Deux données principales ressortent de cette étude:

1. L'état de sommeil "lent" s'observe dès la naissance et présente les mêmes caractéristiques E.E.G. et comportementales que chez le mammifère (ondes lentes de haut voltage, diminution de l'E.M.G. de la nuque, occlusion des paupières). On peut seulement remarquer l'influence favorisante de la suppression cles stimulations visuelles, car cet état survient dès que l'animal ferme les yeux ou dès qu'il est placé dans l'obscurité.

2. On peut admettre que les critères principaux de la phase paradoxale du sommeil chez le mammifère soit les suivants (5):

  • a) apparition périodique au cours du sommeil "lent",
  • b) activité cérébrale similaire à celle de l'éveil;
  • c) mouvements rapides des yeux;
  • d) variations végétatives (le plus souvent bradycardie);
  • e) et enfin abolition totale de l'activité musculaire de la nuque.

Nous pensons que l'on est en droit d'assimiler les phases de sommeil "hypotonique" de l'oiseau à la phase paradoxale des mammifères, car les quatre premiers critères sont respectés.

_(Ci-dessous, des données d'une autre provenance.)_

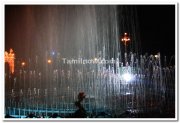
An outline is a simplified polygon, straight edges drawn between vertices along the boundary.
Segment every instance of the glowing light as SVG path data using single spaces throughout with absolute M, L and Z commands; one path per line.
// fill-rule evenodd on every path
M 94 58 L 94 61 L 96 62 L 98 59 L 97 58 Z
M 158 58 L 158 55 L 154 55 L 155 58 Z
M 5 52 L 5 62 L 9 64 L 10 72 L 12 74 L 14 73 L 14 59 L 15 54 L 12 49 L 10 49 L 9 53 Z
M 131 81 L 133 79 L 132 75 L 129 74 L 129 73 L 123 74 L 122 77 L 126 82 L 129 82 L 129 81 Z
M 51 60 L 51 59 L 48 59 L 47 62 L 48 62 L 48 64 L 51 64 L 51 63 L 52 63 L 52 60 Z
M 25 62 L 22 62 L 22 63 L 21 63 L 22 66 L 25 66 L 25 64 L 26 64 Z
M 52 52 L 52 55 L 53 55 L 53 56 L 55 55 L 55 52 L 54 52 L 54 51 Z

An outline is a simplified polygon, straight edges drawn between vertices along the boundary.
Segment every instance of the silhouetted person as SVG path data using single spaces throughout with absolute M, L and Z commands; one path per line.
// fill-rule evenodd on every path
M 78 101 L 75 102 L 75 106 L 78 108 L 78 110 L 74 113 L 74 118 L 86 118 L 86 110 L 81 105 L 81 102 L 85 98 L 84 92 L 80 92 L 78 94 Z

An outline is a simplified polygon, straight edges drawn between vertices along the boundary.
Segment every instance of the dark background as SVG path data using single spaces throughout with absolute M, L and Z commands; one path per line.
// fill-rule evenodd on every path
M 167 56 L 167 62 L 174 64 L 175 55 L 175 5 L 131 5 L 135 7 L 137 12 L 137 26 L 140 39 L 141 54 L 157 54 Z M 16 35 L 16 29 L 19 25 L 13 25 L 13 21 L 22 21 L 21 17 L 26 16 L 23 11 L 18 14 L 19 19 L 14 20 L 16 6 L 5 7 L 5 50 L 9 51 L 10 47 L 17 45 L 21 46 L 21 42 L 13 42 L 8 33 Z M 27 24 L 31 20 L 26 20 Z M 12 28 L 16 27 L 16 28 Z M 21 27 L 24 28 L 24 27 Z M 21 29 L 19 28 L 19 29 Z M 8 30 L 8 31 L 7 31 Z M 16 35 L 23 37 L 23 35 Z M 32 37 L 33 38 L 33 37 Z M 26 39 L 25 39 L 26 40 Z M 28 45 L 28 44 L 27 44 Z M 24 47 L 27 48 L 27 47 Z
M 142 52 L 167 56 L 175 55 L 175 5 L 136 6 Z

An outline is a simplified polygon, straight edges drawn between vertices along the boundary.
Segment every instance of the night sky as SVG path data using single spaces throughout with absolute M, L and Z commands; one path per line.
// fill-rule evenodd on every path
M 170 59 L 175 54 L 175 5 L 138 5 L 136 8 L 142 53 L 156 54 L 161 52 L 162 56 L 166 55 Z M 18 27 L 27 30 L 25 27 L 17 25 L 16 21 L 25 21 L 26 24 L 33 21 L 22 20 L 21 17 L 26 16 L 23 15 L 23 12 L 20 12 L 14 19 L 16 11 L 18 12 L 16 6 L 5 7 L 5 50 L 9 50 L 17 43 L 20 44 L 19 47 L 25 45 L 24 42 L 18 42 L 11 38 L 15 37 L 13 35 L 23 38 L 23 35 L 16 33 Z M 27 33 L 30 32 L 27 30 Z M 33 40 L 33 37 L 31 38 Z
M 175 54 L 175 6 L 137 6 L 142 52 Z

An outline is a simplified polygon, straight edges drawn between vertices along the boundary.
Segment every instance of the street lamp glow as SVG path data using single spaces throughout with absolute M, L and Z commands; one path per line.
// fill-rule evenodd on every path
M 158 55 L 154 55 L 155 58 L 158 58 Z
M 26 64 L 25 62 L 22 62 L 22 63 L 21 63 L 22 66 L 25 66 L 25 64 Z
M 126 81 L 126 82 L 129 82 L 133 79 L 132 75 L 129 74 L 129 73 L 125 73 L 122 75 L 122 78 Z
M 47 62 L 48 62 L 48 64 L 51 64 L 51 63 L 52 63 L 51 59 L 48 59 L 48 61 L 47 61 Z

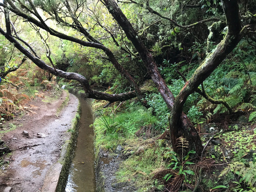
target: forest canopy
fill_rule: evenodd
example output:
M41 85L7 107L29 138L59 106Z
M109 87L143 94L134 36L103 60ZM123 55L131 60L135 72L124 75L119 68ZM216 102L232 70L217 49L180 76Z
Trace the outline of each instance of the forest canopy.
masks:
M87 96L109 104L137 97L159 115L161 106L153 100L160 99L170 115L163 134L173 150L200 156L195 125L201 111L210 120L255 109L255 3L4 0L1 77L28 58L50 73L77 81ZM17 62L10 66L9 58ZM142 88L149 80L157 90L150 99ZM103 92L96 85L115 89ZM180 150L184 140L187 147Z

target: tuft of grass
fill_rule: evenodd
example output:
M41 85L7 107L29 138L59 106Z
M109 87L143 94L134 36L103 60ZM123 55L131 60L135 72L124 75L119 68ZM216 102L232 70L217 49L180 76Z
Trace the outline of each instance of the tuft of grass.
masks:
M17 125L13 123L10 123L8 126L3 126L3 131L0 131L0 138L2 137L2 135L5 133L13 131L16 129Z

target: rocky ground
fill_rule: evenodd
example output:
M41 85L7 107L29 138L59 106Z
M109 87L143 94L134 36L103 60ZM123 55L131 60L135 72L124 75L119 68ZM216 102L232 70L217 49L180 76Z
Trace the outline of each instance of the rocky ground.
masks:
M100 160L101 171L105 178L105 192L133 192L136 191L134 185L131 182L117 182L115 173L119 164L127 157L122 154L123 149L118 145L114 157L109 156L109 153L100 150Z
M46 173L70 136L67 131L77 109L78 100L70 94L67 106L57 113L68 94L63 91L55 100L55 93L43 93L44 98L37 97L27 104L30 112L7 122L16 129L0 135L12 150L5 159L8 163L2 164L0 171L0 191L42 191Z

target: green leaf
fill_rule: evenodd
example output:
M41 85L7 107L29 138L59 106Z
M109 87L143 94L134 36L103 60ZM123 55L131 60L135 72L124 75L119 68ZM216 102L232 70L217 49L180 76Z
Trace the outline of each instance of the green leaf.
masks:
M194 163L192 162L191 162L190 161L186 161L186 162L184 163L184 165L187 164L187 165L192 165L193 164L194 164Z

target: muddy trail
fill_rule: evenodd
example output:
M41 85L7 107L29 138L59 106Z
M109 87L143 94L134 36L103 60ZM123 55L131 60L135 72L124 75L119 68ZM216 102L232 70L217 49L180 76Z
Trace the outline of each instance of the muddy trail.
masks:
M68 95L68 103L57 112ZM78 99L63 91L60 98L52 102L38 97L30 105L33 112L8 122L16 129L1 138L13 151L8 157L9 166L0 171L0 191L53 191L52 188L58 182L58 173L48 180L47 173L57 162L62 146L70 137L67 131L76 114ZM28 136L22 134L23 130ZM44 184L46 176L47 181Z

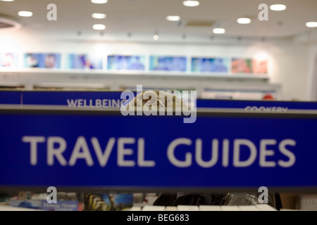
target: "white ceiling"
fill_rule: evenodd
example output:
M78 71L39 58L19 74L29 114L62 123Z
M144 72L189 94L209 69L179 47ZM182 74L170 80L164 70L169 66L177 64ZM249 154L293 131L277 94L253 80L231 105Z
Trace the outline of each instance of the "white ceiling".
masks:
M20 29L44 34L93 35L100 33L92 29L94 23L103 23L107 35L173 34L214 35L212 29L220 25L226 30L225 37L286 37L317 28L306 27L309 21L317 21L317 0L200 0L197 7L186 7L182 0L108 0L106 4L94 4L90 0L15 0L0 1L0 14L18 20ZM57 6L57 21L49 21L49 4ZM284 4L284 11L268 11L268 20L260 21L259 6L265 3ZM20 11L33 12L30 18L18 15ZM104 13L105 19L91 17L93 13ZM167 21L170 15L180 16L180 22ZM237 19L251 17L249 25L240 25ZM1 18L1 17L0 17ZM211 27L187 27L188 21L213 22ZM0 33L1 35L3 32Z

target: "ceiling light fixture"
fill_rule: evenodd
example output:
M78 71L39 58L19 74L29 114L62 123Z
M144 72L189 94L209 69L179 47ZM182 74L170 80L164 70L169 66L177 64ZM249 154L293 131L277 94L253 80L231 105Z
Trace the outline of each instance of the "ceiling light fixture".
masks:
M214 34L224 34L225 32L225 30L223 28L215 28L213 30L213 32Z
M182 2L182 4L185 6L194 7L199 6L199 1L194 0L186 0Z
M317 22L307 22L306 26L307 27L317 27Z
M20 16L23 16L23 17L30 17L33 15L32 12L30 12L30 11L20 11L18 13L18 14Z
M168 21L178 21L180 20L179 15L168 15L166 16L166 20Z
M249 24L251 22L251 19L247 18L241 18L237 19L237 22L240 24Z
M154 40L158 40L158 34L154 34L154 35L153 35L153 39Z
M95 4L104 4L108 2L108 0L91 0L91 1Z
M92 26L92 28L94 28L94 30L105 30L106 25L103 24L95 24Z
M282 11L286 9L286 6L282 4L275 4L270 6L271 10L274 11Z
M92 17L95 19L104 19L106 15L104 13L92 13Z

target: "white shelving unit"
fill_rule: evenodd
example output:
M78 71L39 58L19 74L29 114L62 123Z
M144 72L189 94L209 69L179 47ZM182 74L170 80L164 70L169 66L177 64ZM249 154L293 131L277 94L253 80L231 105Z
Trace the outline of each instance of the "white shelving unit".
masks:
M142 85L144 89L196 90L197 97L204 98L213 98L211 92L224 91L227 97L235 92L241 92L242 94L237 95L240 98L255 100L260 98L259 94L268 91L274 94L275 99L282 100L281 85L271 84L267 75L42 68L0 70L0 86L20 87L25 90L64 88L120 91L135 89L137 85ZM250 91L254 92L254 98L252 94L244 95Z

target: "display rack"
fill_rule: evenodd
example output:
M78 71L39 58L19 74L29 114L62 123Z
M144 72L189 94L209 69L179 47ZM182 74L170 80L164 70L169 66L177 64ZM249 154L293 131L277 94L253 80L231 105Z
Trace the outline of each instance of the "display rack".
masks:
M199 98L261 100L269 92L282 100L282 86L267 76L187 74L175 72L109 72L54 71L48 69L0 71L0 86L25 90L123 91L142 85L144 89L196 90ZM218 94L219 91L225 93Z

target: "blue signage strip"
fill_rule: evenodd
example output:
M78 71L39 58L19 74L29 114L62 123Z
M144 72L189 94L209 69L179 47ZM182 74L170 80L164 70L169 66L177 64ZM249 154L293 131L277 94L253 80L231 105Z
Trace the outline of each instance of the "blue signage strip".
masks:
M20 105L21 98L20 91L0 91L0 104Z
M136 91L133 91L135 96ZM125 101L113 91L1 91L0 104L68 105L70 108L119 108ZM128 99L129 100L129 99ZM286 112L317 109L317 102L197 99L197 108L243 108L248 112Z
M316 110L317 102L197 99L197 108L244 108L248 112L286 112L288 110Z
M72 108L120 108L122 91L23 91L23 105L68 105Z
M0 109L0 189L316 190L316 112L183 119Z

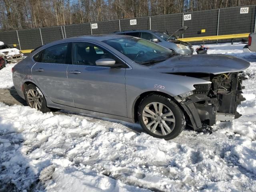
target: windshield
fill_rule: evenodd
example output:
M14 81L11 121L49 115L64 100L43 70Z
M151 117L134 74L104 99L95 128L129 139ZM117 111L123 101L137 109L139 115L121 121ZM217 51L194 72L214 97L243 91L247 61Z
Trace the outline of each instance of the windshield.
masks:
M120 38L103 42L139 64L162 61L174 55L170 50L139 38Z
M10 47L7 45L0 45L0 49L8 49Z
M167 40L170 37L170 35L168 35L166 33L163 32L157 31L156 32L155 32L155 33L158 35L159 37L160 37L161 38L166 41L167 41ZM175 38L174 37L171 37L168 40L173 40L174 39L175 39Z

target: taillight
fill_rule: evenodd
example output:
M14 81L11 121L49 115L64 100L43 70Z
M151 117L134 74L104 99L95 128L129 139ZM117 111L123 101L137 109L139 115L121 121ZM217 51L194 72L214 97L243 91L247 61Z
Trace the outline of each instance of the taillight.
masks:
M249 36L248 38L248 46L250 46L252 44L252 36Z

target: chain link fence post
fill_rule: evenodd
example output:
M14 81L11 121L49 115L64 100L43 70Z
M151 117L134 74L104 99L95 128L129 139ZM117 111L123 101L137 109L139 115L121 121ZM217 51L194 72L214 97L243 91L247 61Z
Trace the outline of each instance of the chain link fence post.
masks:
M18 37L18 41L19 42L19 45L20 46L20 50L21 50L20 48L20 39L19 38L19 35L18 34L18 30L16 30L16 32L17 33L17 37Z
M151 17L149 16L149 30L151 30Z
M63 26L63 27L64 28L64 34L65 34L65 38L66 39L67 38L67 36L66 35L66 30L65 29L65 26Z
M254 7L254 11L255 12L254 16L254 32L256 33L256 6Z
M42 45L44 45L43 42L43 38L42 38L42 33L41 32L41 29L39 28L39 31L40 31L40 36L41 36L41 40L42 41Z
M220 19L220 9L218 10L218 22L217 23L217 35L219 35L219 22ZM216 44L218 44L218 39L216 40Z
M62 30L62 26L60 26L60 28L61 29L61 32L62 34L62 37L63 37L63 39L64 39L65 38L64 37L64 34L63 34L63 30Z
M184 13L182 13L182 27L184 26ZM182 38L183 38L183 34L182 33Z

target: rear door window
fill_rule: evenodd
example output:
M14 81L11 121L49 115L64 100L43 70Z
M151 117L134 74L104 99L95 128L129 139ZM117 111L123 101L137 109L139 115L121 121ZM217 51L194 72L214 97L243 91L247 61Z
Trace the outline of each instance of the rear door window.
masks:
M46 48L42 54L43 63L69 64L68 58L68 43L62 43Z
M111 58L116 64L125 65L108 51L97 45L85 42L74 42L72 46L73 64L96 66L96 61L100 59Z
M40 51L33 56L33 58L36 62L42 62L42 56L44 50Z

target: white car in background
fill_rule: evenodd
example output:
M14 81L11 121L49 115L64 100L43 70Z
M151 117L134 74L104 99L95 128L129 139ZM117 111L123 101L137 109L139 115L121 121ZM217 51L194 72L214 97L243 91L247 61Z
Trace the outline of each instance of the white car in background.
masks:
M24 58L24 55L20 50L16 48L11 48L1 41L0 41L0 57L4 58L8 62Z

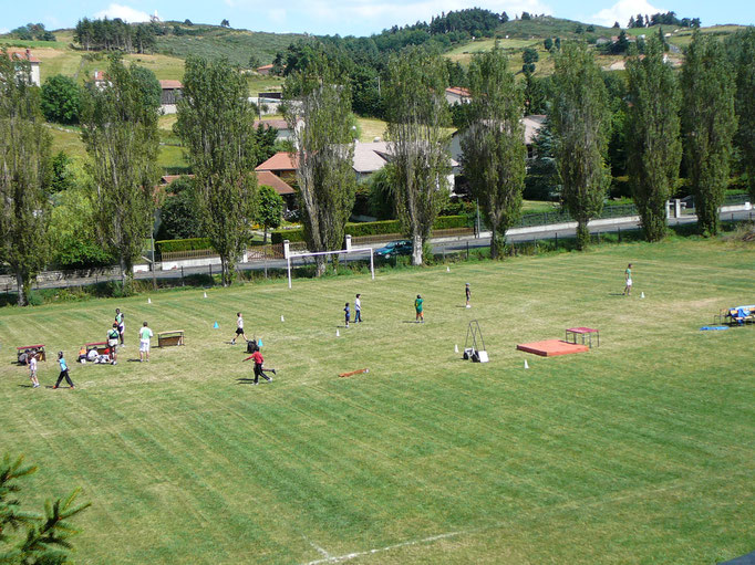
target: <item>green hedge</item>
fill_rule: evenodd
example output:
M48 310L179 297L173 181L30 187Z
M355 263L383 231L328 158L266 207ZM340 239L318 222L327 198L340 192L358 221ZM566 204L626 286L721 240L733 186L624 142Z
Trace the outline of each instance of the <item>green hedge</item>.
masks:
M194 251L195 249L213 249L209 238L189 238L189 239L166 239L155 241L155 250L159 253L167 253L169 251Z
M453 228L466 228L469 226L469 219L466 216L439 216L433 224L434 230L447 230ZM402 233L401 222L399 220L384 220L371 222L349 222L347 223L347 233L353 237L360 236L383 236L386 233ZM270 239L273 243L282 243L283 240L304 241L304 232L302 229L297 230L276 230L270 233Z

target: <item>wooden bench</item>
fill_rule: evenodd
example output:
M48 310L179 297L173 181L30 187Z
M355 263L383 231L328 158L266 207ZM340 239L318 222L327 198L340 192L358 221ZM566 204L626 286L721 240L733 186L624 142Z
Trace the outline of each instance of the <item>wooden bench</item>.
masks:
M25 350L31 350L35 349L37 350L37 357L41 360L48 360L48 355L44 353L44 344L38 344L38 345L22 345L20 347L15 348L15 356L18 357L20 353L25 352Z
M184 345L183 329L173 329L172 332L159 332L157 334L157 347L169 347L172 345Z
M106 353L110 353L110 346L107 345L107 342L92 342L84 344L84 347L86 347L86 353L90 353L92 349L96 349L97 355L105 355Z

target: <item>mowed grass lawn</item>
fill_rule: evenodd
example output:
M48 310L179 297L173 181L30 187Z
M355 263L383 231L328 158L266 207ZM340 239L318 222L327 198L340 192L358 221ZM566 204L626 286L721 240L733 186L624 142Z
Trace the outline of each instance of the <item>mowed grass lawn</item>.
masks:
M752 245L672 241L8 307L0 444L41 468L30 504L75 486L92 501L85 564L715 563L753 550L755 326L699 328L755 303L754 281ZM339 327L356 292L365 322ZM115 307L118 365L73 363ZM239 380L239 310L271 384ZM132 363L143 320L186 346ZM470 320L489 364L454 354ZM515 350L577 325L600 348ZM39 342L33 390L13 349ZM58 349L77 390L50 389Z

D'autre par l'atonie de la nuque est remplacée par une hypotonie qui peut parfois être très marquée et entraîner dans certains cas la chute de l'oiseau. La différence fondamentale avec les mammifères, réside dans l'extrême brièveté de ces états de sommeil dont la durée totale ne dépasse pas 0,6 % du sommeil comportemental (comparée à 15 et 20 % chez le mammifère).

Ainsi, la phase paradoxale du sommeil n'existe qu'à "l'état rudimentaire" chez les oiseaux, alors que le sommeil "lent" y est semblable à celui des mammifères. Ce résultat est ainsi en faveur de l'existence de mécanismes différents à la base des deux états du sommeil.

Conclusion

Chez le poussin ou chez la poule et le pigeon adulte, l'état de sommeil "lent" est analogue à celui des mammifères. Il existe également de très courtes périodes de sommeil avec activité rapide corticale, mouvements rapides des yeux, bradycardie et hypotonie musculaire. Ces périodes ne dépassent pas 0,6% du sommeil comportemental. Elles sont similaires à la phase paradoxale du sommeil du mammifère (*).

Figure 1 : Poussin

âge: 20 heures.

  • 1. Eveil.
  • 2. Sommeil lent.
  • 3. Etat de "sommeil hypotonique".

Noter la diminution presque totale de l'activité E.M.G., l'activation corticale et la bouffée de M.Y.

  • E.M.G.: activité myographique des muscles du cou.
  • E.E.G.: activité E.E.G. recueillie au niveau de l'hyperstriatum.
  • M.Y. mouvements des yeux.
  • E.K.G.: électrocardiogramme. Noter la bradycardie au cours de la phase de sommeil "hypotonique"

Cal.: 1 seconde, 50 microvolts.

Figure 2 : Poule adulte

  • 1. Eveil.
  • 2. Sommei1 lent.
  • 3. Etat de sommeil "hypotonique" (durée 9 secondes).
  • E.M.G.: activité E.M.G. des muscles du cou.
  • E.E.G.: activité recueillie au niveau de l'hyperstriatum.
  • M.Y.: mouvements des yeux.
  • E.K.G.: électrocardiogramme.

Cal.: 1 seconde, 50 microvolts.

REFERENCES
  1. M. Klein
    Etude polygraphique et phylogénique des états de sommeil
    Thèse de Médecine, Lyon, 1963
    .
  2. J.L. Valatx
    Ontogénèse des différents états de sommeil
    Thèse de Médecine, Lyon, 1963
  3. D. Jouvet, J.L. Valatx et M. Jouvet
    C.R. Soc. Biol. 1961, 1, 155, p. 1960.
  4. M. Jouvet
    Rev. Neurol., 1962, t. 107, P. 269.
  5. M. Jouvet
    Arch Ital. Biol., 1962, t. 100, p 125.